Aller au contenu

Traité élémentaire de la peinture/054

La bibliothèque libre.
Traduction par Roland Fréart de Chambray.
Texte établi par Jean-François DetervilleDeterville, Libraire (p. 39-40).


CHAPITRE LIV.

Qu’il faut éviter de peindre divers tableaux d’histoire l’une sur l’autre dans une même façade.

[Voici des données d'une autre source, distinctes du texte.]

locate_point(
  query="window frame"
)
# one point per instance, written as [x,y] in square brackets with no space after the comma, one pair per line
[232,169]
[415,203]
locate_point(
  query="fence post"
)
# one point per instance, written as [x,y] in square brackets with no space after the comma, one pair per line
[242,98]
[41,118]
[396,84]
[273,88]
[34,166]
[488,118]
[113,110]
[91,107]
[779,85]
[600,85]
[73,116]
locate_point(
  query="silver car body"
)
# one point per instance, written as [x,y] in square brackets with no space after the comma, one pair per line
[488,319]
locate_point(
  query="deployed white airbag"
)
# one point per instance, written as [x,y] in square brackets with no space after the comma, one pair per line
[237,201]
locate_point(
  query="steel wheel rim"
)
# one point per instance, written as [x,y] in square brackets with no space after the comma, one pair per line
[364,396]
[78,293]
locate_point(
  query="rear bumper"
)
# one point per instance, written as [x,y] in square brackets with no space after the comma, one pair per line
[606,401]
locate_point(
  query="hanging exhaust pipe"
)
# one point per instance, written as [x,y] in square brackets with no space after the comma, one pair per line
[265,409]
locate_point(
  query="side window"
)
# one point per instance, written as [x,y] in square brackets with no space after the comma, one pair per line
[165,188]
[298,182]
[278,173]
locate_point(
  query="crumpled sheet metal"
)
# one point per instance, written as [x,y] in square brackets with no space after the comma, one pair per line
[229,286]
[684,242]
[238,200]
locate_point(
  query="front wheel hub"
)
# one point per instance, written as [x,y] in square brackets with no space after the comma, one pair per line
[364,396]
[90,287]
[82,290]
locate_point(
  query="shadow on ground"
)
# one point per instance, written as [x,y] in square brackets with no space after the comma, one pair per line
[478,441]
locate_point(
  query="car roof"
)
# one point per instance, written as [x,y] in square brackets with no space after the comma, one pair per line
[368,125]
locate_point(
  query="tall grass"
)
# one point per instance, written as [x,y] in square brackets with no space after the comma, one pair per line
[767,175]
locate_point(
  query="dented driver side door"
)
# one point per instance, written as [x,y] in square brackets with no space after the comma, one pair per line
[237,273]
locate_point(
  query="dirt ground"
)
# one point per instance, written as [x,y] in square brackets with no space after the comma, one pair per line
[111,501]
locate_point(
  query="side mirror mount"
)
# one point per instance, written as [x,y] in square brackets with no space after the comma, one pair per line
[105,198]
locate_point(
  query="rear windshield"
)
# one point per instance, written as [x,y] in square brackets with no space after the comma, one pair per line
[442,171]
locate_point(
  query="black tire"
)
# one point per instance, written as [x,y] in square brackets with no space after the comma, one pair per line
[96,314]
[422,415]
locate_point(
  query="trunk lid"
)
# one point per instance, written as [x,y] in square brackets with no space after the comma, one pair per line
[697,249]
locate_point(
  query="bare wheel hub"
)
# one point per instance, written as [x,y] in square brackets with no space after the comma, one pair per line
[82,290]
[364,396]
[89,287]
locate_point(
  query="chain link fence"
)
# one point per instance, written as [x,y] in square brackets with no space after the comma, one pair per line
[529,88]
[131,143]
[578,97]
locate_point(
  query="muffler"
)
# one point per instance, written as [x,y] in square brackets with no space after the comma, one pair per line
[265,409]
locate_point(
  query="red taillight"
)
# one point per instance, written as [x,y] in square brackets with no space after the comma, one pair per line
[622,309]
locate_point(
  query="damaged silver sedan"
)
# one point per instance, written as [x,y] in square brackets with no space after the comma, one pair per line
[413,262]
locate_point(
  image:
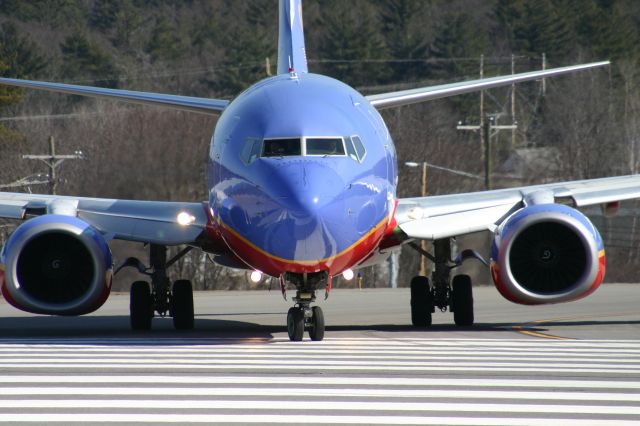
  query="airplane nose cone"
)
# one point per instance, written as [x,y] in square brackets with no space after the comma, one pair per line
[308,202]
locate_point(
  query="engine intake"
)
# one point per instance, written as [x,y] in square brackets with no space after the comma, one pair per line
[547,253]
[56,265]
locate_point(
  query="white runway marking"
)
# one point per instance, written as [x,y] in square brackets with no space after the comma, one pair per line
[338,381]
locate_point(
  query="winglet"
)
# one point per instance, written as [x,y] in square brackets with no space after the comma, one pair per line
[292,56]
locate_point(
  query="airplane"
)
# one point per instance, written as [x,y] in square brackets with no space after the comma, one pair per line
[302,176]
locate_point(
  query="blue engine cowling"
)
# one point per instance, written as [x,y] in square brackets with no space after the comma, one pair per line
[57,265]
[547,253]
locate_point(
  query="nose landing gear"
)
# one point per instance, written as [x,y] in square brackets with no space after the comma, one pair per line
[303,317]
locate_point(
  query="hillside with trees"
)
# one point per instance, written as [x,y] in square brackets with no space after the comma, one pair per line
[582,126]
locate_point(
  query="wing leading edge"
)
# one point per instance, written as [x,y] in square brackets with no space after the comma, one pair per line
[185,103]
[407,97]
[445,216]
[142,221]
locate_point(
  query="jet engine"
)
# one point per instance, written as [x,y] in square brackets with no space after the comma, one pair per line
[547,253]
[57,265]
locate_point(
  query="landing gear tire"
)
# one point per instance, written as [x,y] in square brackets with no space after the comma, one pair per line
[316,329]
[421,302]
[295,324]
[182,305]
[140,306]
[462,300]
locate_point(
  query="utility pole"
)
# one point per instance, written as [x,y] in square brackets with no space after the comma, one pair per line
[544,67]
[513,103]
[483,140]
[53,161]
[486,125]
[486,130]
[423,192]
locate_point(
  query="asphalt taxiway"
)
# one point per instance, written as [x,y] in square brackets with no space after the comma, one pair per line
[576,363]
[613,312]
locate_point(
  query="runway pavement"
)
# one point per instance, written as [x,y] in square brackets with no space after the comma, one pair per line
[518,366]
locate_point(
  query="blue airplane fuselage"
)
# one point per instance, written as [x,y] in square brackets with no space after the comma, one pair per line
[301,213]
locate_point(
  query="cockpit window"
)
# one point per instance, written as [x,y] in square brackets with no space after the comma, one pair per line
[281,147]
[251,150]
[324,146]
[358,147]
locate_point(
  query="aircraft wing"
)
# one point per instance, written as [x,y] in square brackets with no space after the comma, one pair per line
[186,103]
[445,216]
[412,96]
[142,221]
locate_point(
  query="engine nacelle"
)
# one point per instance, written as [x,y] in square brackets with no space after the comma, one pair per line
[57,265]
[547,253]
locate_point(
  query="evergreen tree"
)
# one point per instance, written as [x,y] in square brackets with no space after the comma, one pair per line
[246,45]
[538,27]
[405,37]
[458,43]
[352,44]
[166,42]
[85,60]
[19,58]
[56,13]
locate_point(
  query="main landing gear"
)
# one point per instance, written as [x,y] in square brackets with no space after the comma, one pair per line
[303,316]
[160,297]
[444,293]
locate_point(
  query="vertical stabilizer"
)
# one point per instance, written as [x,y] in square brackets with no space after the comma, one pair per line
[291,50]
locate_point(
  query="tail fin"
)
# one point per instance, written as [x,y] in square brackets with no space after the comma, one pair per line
[291,50]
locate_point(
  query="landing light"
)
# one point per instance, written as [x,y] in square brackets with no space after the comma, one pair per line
[185,218]
[256,276]
[348,274]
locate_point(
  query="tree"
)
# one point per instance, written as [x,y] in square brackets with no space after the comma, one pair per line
[351,44]
[405,37]
[247,44]
[166,42]
[458,40]
[537,27]
[19,58]
[84,59]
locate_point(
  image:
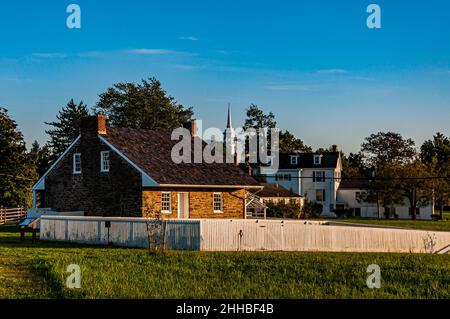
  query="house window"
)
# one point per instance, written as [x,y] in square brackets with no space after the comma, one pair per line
[283,177]
[319,176]
[294,159]
[360,196]
[218,203]
[104,162]
[317,159]
[77,163]
[320,195]
[166,202]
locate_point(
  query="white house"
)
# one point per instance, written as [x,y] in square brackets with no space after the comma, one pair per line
[351,194]
[311,175]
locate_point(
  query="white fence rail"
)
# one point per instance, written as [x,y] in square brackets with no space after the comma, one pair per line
[11,215]
[246,235]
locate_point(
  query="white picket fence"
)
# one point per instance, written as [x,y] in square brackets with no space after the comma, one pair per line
[245,235]
[11,215]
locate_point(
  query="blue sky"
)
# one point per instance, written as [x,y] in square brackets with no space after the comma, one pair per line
[314,63]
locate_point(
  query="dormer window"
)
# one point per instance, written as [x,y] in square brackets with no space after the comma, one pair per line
[104,162]
[77,163]
[317,159]
[294,159]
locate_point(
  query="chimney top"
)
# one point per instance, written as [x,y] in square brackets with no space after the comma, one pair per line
[93,124]
[192,127]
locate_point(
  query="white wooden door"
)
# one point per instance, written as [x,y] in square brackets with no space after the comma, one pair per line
[183,205]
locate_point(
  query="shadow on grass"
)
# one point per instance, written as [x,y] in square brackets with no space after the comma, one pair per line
[44,271]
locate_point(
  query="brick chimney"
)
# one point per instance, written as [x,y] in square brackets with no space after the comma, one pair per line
[93,125]
[192,127]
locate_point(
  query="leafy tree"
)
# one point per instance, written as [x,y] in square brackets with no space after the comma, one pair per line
[384,188]
[388,147]
[257,120]
[290,144]
[17,172]
[353,166]
[144,106]
[66,128]
[414,182]
[436,153]
[40,157]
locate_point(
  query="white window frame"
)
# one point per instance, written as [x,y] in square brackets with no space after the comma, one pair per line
[294,159]
[221,203]
[317,178]
[102,162]
[164,211]
[74,164]
[323,195]
[317,159]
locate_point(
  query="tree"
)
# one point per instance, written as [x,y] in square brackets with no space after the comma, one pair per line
[17,172]
[436,153]
[40,158]
[290,144]
[257,119]
[390,148]
[66,128]
[414,182]
[143,106]
[353,165]
[384,188]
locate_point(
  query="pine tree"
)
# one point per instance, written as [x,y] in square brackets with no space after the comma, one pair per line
[17,172]
[66,129]
[40,156]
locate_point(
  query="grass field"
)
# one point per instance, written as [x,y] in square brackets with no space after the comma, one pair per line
[414,224]
[39,271]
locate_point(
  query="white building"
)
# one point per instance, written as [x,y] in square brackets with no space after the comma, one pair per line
[317,177]
[351,196]
[313,176]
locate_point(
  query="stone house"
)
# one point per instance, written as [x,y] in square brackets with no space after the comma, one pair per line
[130,172]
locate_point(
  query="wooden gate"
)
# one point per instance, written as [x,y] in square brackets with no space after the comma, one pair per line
[11,215]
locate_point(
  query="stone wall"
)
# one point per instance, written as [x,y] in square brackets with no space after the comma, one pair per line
[200,202]
[115,193]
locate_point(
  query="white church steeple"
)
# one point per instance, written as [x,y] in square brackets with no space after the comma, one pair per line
[230,136]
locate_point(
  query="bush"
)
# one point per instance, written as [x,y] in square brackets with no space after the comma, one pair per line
[311,210]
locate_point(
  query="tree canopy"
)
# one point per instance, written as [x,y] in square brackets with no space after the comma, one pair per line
[17,172]
[145,105]
[66,128]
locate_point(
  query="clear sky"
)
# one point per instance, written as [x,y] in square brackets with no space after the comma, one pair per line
[314,63]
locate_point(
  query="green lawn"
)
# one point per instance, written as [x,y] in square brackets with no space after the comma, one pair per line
[38,271]
[415,224]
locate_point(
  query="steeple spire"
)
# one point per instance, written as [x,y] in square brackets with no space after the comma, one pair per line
[229,124]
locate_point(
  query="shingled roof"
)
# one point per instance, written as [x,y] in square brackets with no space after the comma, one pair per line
[151,152]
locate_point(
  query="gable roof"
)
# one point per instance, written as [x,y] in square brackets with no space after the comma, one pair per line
[354,184]
[151,152]
[306,160]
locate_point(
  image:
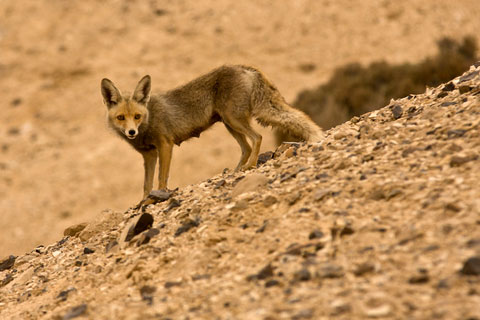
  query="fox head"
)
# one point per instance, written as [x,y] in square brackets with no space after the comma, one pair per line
[127,113]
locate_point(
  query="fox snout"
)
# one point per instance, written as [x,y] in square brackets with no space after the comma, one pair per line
[131,133]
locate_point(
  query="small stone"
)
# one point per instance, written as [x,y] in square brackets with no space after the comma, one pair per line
[220,184]
[473,243]
[448,87]
[269,201]
[63,295]
[75,312]
[442,94]
[321,194]
[241,204]
[471,267]
[451,134]
[264,157]
[74,230]
[447,104]
[315,234]
[307,67]
[339,307]
[7,263]
[379,312]
[146,236]
[292,198]
[272,283]
[363,269]
[111,245]
[173,203]
[8,278]
[469,76]
[263,227]
[302,275]
[330,271]
[160,195]
[464,89]
[265,273]
[397,111]
[304,314]
[290,152]
[170,284]
[16,102]
[88,250]
[147,293]
[421,278]
[186,226]
[252,182]
[456,161]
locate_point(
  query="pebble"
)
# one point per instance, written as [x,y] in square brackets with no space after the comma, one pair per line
[252,182]
[146,236]
[363,269]
[7,263]
[187,225]
[471,267]
[74,230]
[265,273]
[302,275]
[315,234]
[397,111]
[147,293]
[75,312]
[457,161]
[330,271]
[87,250]
[269,201]
[379,312]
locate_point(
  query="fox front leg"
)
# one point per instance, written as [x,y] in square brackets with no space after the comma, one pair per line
[164,159]
[149,162]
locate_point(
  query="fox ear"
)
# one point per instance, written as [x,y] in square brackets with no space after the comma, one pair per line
[142,91]
[111,95]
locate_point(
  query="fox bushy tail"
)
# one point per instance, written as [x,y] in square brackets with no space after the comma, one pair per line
[270,109]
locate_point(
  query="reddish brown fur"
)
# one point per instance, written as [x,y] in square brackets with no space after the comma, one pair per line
[231,94]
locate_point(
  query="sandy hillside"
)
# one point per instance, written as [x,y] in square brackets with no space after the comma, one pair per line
[59,165]
[381,220]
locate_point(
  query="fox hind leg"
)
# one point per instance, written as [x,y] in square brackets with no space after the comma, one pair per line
[242,141]
[242,126]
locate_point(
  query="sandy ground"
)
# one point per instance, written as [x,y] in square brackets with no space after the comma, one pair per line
[59,164]
[380,220]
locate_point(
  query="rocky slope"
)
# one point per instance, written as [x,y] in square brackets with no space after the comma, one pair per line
[60,165]
[380,220]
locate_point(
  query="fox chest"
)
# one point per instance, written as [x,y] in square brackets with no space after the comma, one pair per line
[141,143]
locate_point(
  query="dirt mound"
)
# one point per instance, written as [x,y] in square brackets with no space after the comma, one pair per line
[353,89]
[380,220]
[60,165]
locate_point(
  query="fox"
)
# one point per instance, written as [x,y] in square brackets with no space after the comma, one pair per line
[233,94]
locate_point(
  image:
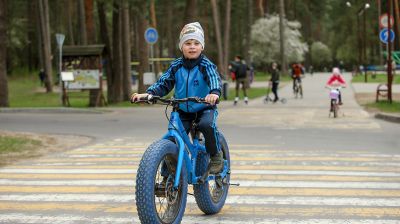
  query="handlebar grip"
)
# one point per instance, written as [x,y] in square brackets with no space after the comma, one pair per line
[146,99]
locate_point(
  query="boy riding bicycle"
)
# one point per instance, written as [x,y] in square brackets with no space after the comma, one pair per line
[192,75]
[336,80]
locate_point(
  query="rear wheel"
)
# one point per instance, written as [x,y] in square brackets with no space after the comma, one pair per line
[211,195]
[156,199]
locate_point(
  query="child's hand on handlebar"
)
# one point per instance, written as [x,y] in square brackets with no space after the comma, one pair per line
[212,98]
[135,97]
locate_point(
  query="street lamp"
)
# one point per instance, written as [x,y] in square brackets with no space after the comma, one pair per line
[362,46]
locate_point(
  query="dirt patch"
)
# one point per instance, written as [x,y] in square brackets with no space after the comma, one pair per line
[49,144]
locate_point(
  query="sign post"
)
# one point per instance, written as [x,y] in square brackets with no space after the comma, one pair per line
[60,40]
[151,37]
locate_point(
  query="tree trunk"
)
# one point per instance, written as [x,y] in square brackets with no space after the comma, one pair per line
[260,6]
[248,30]
[170,41]
[397,23]
[216,17]
[224,70]
[282,35]
[190,11]
[45,39]
[82,23]
[156,48]
[94,94]
[143,47]
[107,54]
[89,22]
[70,35]
[117,55]
[126,53]
[32,14]
[3,55]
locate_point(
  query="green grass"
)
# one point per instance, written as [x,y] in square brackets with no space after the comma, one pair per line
[10,144]
[25,91]
[263,77]
[385,106]
[378,78]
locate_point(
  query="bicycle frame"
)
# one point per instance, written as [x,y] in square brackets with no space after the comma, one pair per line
[177,131]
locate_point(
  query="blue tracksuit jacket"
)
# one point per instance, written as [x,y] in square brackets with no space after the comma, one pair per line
[197,77]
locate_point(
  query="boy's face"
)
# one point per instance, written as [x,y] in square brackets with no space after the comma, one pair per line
[192,49]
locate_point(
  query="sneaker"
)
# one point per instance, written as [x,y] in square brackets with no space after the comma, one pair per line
[160,188]
[216,163]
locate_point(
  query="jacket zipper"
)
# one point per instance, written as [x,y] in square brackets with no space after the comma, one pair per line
[187,90]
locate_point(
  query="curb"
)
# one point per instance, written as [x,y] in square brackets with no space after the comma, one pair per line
[388,117]
[52,110]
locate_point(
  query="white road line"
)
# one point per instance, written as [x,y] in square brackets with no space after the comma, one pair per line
[314,172]
[19,218]
[64,171]
[268,172]
[236,199]
[283,184]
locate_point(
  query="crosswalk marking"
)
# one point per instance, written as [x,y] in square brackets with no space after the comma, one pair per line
[234,176]
[17,218]
[275,185]
[234,199]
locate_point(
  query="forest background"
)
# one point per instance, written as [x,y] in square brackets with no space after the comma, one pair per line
[330,33]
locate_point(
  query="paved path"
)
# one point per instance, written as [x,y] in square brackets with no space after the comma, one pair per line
[311,111]
[95,184]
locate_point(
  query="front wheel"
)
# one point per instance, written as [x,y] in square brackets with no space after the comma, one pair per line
[156,199]
[211,195]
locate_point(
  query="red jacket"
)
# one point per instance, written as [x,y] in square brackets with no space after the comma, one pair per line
[334,78]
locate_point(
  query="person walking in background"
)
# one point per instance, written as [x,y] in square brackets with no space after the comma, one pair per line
[42,77]
[275,76]
[297,71]
[240,70]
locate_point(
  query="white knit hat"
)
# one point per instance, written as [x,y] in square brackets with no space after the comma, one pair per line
[191,31]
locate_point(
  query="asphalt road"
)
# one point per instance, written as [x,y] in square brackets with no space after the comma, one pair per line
[294,163]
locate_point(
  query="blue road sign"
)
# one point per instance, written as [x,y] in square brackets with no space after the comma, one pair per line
[384,35]
[151,35]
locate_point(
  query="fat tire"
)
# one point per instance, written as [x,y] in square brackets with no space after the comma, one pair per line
[202,192]
[145,182]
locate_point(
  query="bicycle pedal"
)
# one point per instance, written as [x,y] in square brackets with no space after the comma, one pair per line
[160,191]
[203,178]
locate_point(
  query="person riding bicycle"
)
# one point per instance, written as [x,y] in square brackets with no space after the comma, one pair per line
[336,80]
[297,71]
[194,75]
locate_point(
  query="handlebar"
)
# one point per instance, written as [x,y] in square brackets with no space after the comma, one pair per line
[151,99]
[335,87]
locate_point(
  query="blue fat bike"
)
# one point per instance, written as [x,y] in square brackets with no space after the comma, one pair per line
[171,163]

Ce que je blâme ici est un abus universel et une faute que tous les Peintres font quand ils peignent des façades de chapelles : car, après avoir peint sur un plan une histoire, avec son paysage et des bâtimens, ils en peignent plusieurs autres au-dessus et à côté de la première sur autant de plans différens, en changeant chaque fois de point perspectif, de sorte que la même façade se trouve peinte avec plusieurs points de vue différens, ce qui est une grande bévue pour des Peintres, d’ailleurs habiles, puisque le point de vue d’un tableau représente l’œil de celui qui le regarde. Et si vous me demandez comment on pourra donc peindre sur une même façade la vie d’un saint, divisée en plusieurs sujets d’histoire ; à cela je vous réponds qu’il faut placer votre premier plan avec son point perspectif à une hauteur de vue convenable à ceux qui verront votre tableau, et sur ce premier plan représenter votre principale histoire en grand, et puis aller diminuant les figures et les bâtimens de la suite de votre sujet, selon les diverses situations des lieux. Et dans le reste de la façade, vers le haut, vous y pourrez faire du paysage avec des arbres d’une grandeur proportionnée aux figures, ou des anges, si le sujet de l’histoire le demande, ou bien des oiseaux, ou simplement un ciel avec des nuages, et semblables choses ; autrement, n’entreprenez point de peindre ces sortes de tableaux, car tout votre ouvrage seroit faux, et contre les règles de l’optique.